Histoire
septembre 7, 2026
La frappe iranienne contre des navires de guerre américains fait monter les enjeux dans le bras de fer d'Ormuz
Washington présente ses frappes contre des pétroliers comme une réponse nécessaire aux attaques contre ses forces, tandis que les actions de Téhéran reflètent la pression d'un blocus qui a affaibli — sans briser — la position de l'un ou l'autre camp. Un analyste avertit que cette nouvelle confrontation comporte un danger accru, précisément parce que l'Iran pourrait considérer des actions plus risquées comme son dernier levier.
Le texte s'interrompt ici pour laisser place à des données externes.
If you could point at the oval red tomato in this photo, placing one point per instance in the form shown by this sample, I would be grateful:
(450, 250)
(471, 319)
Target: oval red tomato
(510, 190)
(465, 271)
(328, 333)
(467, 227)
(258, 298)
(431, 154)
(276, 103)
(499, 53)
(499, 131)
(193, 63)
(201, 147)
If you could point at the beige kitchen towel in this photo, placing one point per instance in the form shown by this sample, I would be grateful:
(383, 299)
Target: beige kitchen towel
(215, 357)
Depuis des mois, la guerre dans le détroit d'Ormuz s'est installée dans une impasse inconfortable et coûteuse. L'Iran n'est pas parvenu à fermer complètement cette voie maritime, les forces américaines escortant certains pétroliers. Mais Washington n'a pas non plus réussi à rétablir une navigation normale : les attaques iraniennes contre des navires commerciaux ont maintenu le trafic à un niveau réduit et les prix du pétrole à un niveau élevé.1
Plus tôt cette semaine, Téhéran a étendu sa campagne en tirant des missiles contre des bases américaines autour du golfe Persique. Puis, samedi, il a pris pour cible un porte-avions américain et un destroyer — tentant ainsi de passer du harcèlement du trafic commercial à la confrontation avec la force qui fait respecter le blocus.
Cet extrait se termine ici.